Jobs - Preparing for your first break
After this, you find the course and the university you want. This particularly applies for students who do not choose medicine as a course of study. Three or four years later, at the end of the course, you are ready to look at the next milestone in your life - that of finding a job. Many of you get your first job break through your campus interviews and the others - the less fortunate ones - try harder in the job market. During the process, if you look back, you would not have spent even one tenth of the time for selecting your course and identifying your choice of the institute in deciding on 'who would you like to work with'.
Getting it right first time - is not a maxim that can be attributed to your first job. Why is it that you feel that you are in wrong job soon after your first breakthrough? You consider the tangibles like Salary, designation, carreer path, the employer's credentials, choice of location - foreign or local etc., But, have you ever thought about the intangibles?
What are these intangibles? Your own aptitudes, your strengths, weaknesses, your special skills which you developed from your childhood, your abilities which were successfully demonstrated when you were at school or college. What do you do about these? Do you feel that you often shut the door on all these and just chase the money?
You need to spend time on these equally. You could start doing that from the first year at your college. You would get full three, four or six years to understand yourself.
My student years at the English Department of Madras University were very exciting. Other than serving as the Secretary of the University English association during my final year, I had involved myself in many other activities like theatre. These apart I was keen in pursuing English Literature and my dream was to become a diplomat or a professor of English. These dreams crashed. I did not prepare well for the IAS exams and with very limited number of colleges offering M.Phil in English Literary criticism coupled with very few seats available for a Forward caste student. Universities abroad offered courses valued at Rs. 5 Lakhs those days which was definitely not within my reach. There were no educational loans then and definitely not for PG or Research in English Literature ( this has not changed even today).
I knew that my M.A. English was not sufficient to enter the corporate world - that too at a managerial level. I never wanted to be recommended for a position . Six months after I completed my Master's program, I had a discussion with my uncle who used to be in Government Service. Based on his advice, I decided to move into advertising. I met the Branch Manager of an agency called MAA Communications which later became MAA Bozell, and offered to join them as a trainee in Account Management. The deal -MAA would not pay me anything during the time I stayed there and I would not offer them any fee for learning on the job. As the agency was then handling some of the prestigeous accounts from Hyderabad and I had a team of seniors who had come from IIM-A, it was a nice place for me to learn the fundamentals of Marketing and Advertising.
In six months I had to move to Chennai as my Uncle was shifted out of Hyderbad to Delhi. Equipped with a certificate from MAA, I got in touch with my network in Chennai and joined an agency called Profad Limited which later became Profad WCA. There again I was lucky enough to have some good practitioners of Advertising and Marketing both from the client's side and from the Agency as well. After a couple of years of hard work, I got an opportunity from Mudra Communications Limited, which used to be the third largest agency in India.

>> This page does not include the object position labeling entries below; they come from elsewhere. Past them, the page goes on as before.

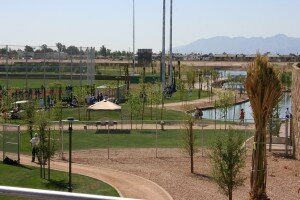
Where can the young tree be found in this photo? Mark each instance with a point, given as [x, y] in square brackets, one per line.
[6, 105]
[30, 112]
[80, 94]
[227, 160]
[189, 139]
[224, 101]
[264, 90]
[44, 150]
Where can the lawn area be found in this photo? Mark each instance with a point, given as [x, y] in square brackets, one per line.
[109, 115]
[186, 96]
[136, 139]
[36, 83]
[29, 177]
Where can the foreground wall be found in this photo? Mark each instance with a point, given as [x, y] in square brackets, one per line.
[296, 107]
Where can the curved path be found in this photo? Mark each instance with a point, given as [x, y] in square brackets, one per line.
[127, 185]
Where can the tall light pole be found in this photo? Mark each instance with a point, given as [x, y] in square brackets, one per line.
[171, 38]
[70, 120]
[163, 52]
[133, 35]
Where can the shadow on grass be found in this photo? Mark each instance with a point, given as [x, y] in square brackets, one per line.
[203, 176]
[57, 184]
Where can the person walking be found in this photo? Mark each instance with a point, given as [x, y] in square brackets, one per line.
[34, 145]
[287, 113]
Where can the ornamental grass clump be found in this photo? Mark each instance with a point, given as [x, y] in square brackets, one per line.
[264, 90]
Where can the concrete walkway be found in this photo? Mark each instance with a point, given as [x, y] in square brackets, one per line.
[127, 185]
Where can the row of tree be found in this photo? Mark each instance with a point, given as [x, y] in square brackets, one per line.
[71, 50]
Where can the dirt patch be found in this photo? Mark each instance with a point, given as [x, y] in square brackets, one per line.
[171, 171]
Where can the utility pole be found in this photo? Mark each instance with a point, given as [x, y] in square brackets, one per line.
[163, 53]
[133, 35]
[171, 35]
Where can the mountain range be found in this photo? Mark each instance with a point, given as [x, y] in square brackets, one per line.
[278, 44]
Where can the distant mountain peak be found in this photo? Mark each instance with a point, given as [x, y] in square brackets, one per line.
[277, 44]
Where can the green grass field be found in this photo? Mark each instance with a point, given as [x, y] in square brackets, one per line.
[108, 115]
[37, 83]
[29, 177]
[136, 139]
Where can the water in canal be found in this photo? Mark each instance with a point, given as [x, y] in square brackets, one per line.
[233, 112]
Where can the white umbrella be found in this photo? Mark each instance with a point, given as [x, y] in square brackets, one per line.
[104, 105]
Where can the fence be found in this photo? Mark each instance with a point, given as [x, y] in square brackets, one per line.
[46, 63]
[151, 138]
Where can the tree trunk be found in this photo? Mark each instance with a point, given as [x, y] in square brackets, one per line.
[230, 195]
[192, 147]
[259, 164]
[192, 164]
[78, 112]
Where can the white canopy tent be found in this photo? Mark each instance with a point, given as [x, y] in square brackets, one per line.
[104, 105]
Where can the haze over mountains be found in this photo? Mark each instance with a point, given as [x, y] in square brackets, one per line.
[278, 44]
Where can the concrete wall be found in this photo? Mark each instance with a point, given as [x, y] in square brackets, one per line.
[296, 108]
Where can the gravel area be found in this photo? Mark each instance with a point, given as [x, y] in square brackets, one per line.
[171, 170]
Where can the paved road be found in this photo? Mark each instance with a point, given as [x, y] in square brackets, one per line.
[128, 185]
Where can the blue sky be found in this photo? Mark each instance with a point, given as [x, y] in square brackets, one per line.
[97, 22]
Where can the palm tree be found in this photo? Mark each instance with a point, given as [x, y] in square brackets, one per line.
[264, 90]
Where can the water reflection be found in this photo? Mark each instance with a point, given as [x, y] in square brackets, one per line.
[234, 111]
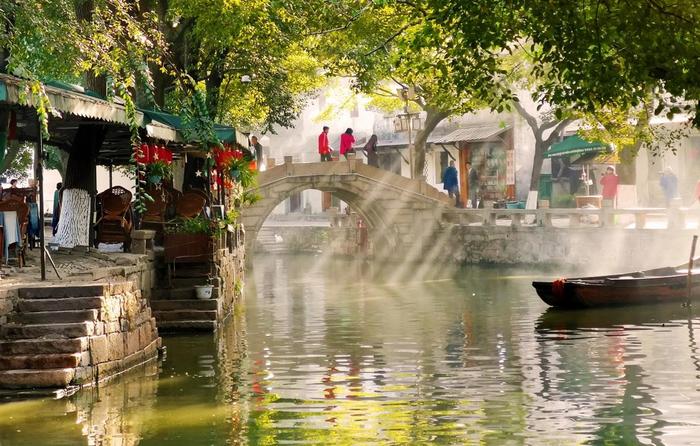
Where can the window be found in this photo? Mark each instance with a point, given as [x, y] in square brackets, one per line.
[442, 165]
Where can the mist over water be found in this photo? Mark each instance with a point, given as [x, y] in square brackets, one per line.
[346, 352]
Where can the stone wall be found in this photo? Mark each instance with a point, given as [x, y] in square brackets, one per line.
[599, 249]
[230, 266]
[75, 334]
[125, 335]
[7, 299]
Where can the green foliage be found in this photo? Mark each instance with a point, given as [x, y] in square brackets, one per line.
[195, 225]
[564, 201]
[159, 169]
[17, 161]
[585, 53]
[258, 39]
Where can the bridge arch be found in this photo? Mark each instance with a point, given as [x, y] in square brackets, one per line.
[390, 204]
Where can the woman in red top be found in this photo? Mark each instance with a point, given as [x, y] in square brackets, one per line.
[609, 182]
[346, 142]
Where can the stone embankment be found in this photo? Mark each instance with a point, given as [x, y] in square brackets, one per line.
[74, 335]
[174, 301]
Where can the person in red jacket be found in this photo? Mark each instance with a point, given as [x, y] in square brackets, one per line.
[609, 181]
[324, 149]
[346, 142]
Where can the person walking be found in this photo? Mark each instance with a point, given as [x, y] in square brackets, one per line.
[473, 180]
[256, 149]
[346, 142]
[56, 208]
[450, 182]
[669, 184]
[370, 150]
[609, 181]
[324, 149]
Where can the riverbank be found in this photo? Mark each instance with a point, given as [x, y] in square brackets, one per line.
[104, 314]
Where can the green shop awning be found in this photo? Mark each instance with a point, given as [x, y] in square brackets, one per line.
[223, 133]
[575, 145]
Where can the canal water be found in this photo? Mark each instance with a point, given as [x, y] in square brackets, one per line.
[329, 351]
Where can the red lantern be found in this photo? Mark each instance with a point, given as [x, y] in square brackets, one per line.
[142, 154]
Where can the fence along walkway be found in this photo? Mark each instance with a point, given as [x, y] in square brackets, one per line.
[629, 218]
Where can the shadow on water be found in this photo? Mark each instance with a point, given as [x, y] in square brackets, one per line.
[331, 351]
[632, 317]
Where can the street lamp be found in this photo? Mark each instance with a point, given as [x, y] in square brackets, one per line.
[405, 93]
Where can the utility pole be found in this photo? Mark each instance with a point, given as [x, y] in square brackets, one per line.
[405, 93]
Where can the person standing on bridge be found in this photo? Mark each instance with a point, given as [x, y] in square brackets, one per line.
[450, 182]
[473, 182]
[609, 181]
[346, 142]
[370, 150]
[256, 149]
[324, 149]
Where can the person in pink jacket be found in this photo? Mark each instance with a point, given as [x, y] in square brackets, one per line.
[346, 142]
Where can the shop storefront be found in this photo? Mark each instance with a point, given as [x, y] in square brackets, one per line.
[489, 149]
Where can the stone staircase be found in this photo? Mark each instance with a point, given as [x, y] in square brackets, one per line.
[60, 336]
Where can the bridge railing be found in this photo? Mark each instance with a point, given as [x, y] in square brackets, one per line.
[630, 218]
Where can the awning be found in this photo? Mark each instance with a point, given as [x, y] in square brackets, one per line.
[223, 132]
[473, 134]
[67, 101]
[575, 145]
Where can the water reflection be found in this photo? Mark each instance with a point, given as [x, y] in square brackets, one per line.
[114, 414]
[332, 351]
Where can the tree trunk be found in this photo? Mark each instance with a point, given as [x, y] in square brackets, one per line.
[74, 223]
[432, 119]
[537, 161]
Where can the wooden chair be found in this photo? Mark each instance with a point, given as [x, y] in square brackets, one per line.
[190, 205]
[155, 215]
[115, 222]
[22, 211]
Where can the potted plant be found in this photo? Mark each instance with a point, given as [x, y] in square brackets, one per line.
[158, 170]
[189, 240]
[205, 291]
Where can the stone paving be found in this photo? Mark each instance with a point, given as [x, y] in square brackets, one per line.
[74, 265]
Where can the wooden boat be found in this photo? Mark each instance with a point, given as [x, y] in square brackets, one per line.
[652, 286]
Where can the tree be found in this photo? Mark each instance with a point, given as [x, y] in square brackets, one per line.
[587, 54]
[93, 40]
[376, 44]
[248, 55]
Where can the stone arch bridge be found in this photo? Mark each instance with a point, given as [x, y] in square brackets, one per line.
[401, 213]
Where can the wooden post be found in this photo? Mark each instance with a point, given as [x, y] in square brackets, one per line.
[690, 268]
[39, 175]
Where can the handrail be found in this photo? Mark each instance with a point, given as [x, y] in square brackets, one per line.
[576, 217]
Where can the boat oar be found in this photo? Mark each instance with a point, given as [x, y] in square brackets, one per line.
[690, 268]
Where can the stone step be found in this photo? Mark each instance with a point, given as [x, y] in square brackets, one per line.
[42, 346]
[182, 282]
[173, 293]
[178, 326]
[54, 331]
[77, 290]
[77, 303]
[185, 315]
[58, 317]
[184, 304]
[53, 361]
[23, 379]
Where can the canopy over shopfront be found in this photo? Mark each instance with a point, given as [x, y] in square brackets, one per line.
[77, 106]
[575, 145]
[473, 134]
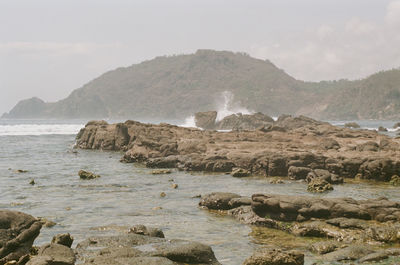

After a year there, I decided to equip myself with an MBA. That is when Loyola Institute of Business Administration inaugurated the course and it was a one year evening course. I moved on to become an Account Supervisor with Mudra Communications in just three years.
A couple of years of work experience added with a qualification from a good institute opened many doors for me. There were two things which helped me get a break after my student years. The first thing was of course the attitude to learn - boundaryless in-depth learning. The second thing was that I found a good mentor in my uncle who could spot the talent and guide me in the right direction based on my skills developed from my childhood and special abilities developed during my stay at school and college.
Always treat your first job and your first three years in any job as an opportunity for learning. An attitude to learn should be the first and sole criteria. Money comes later.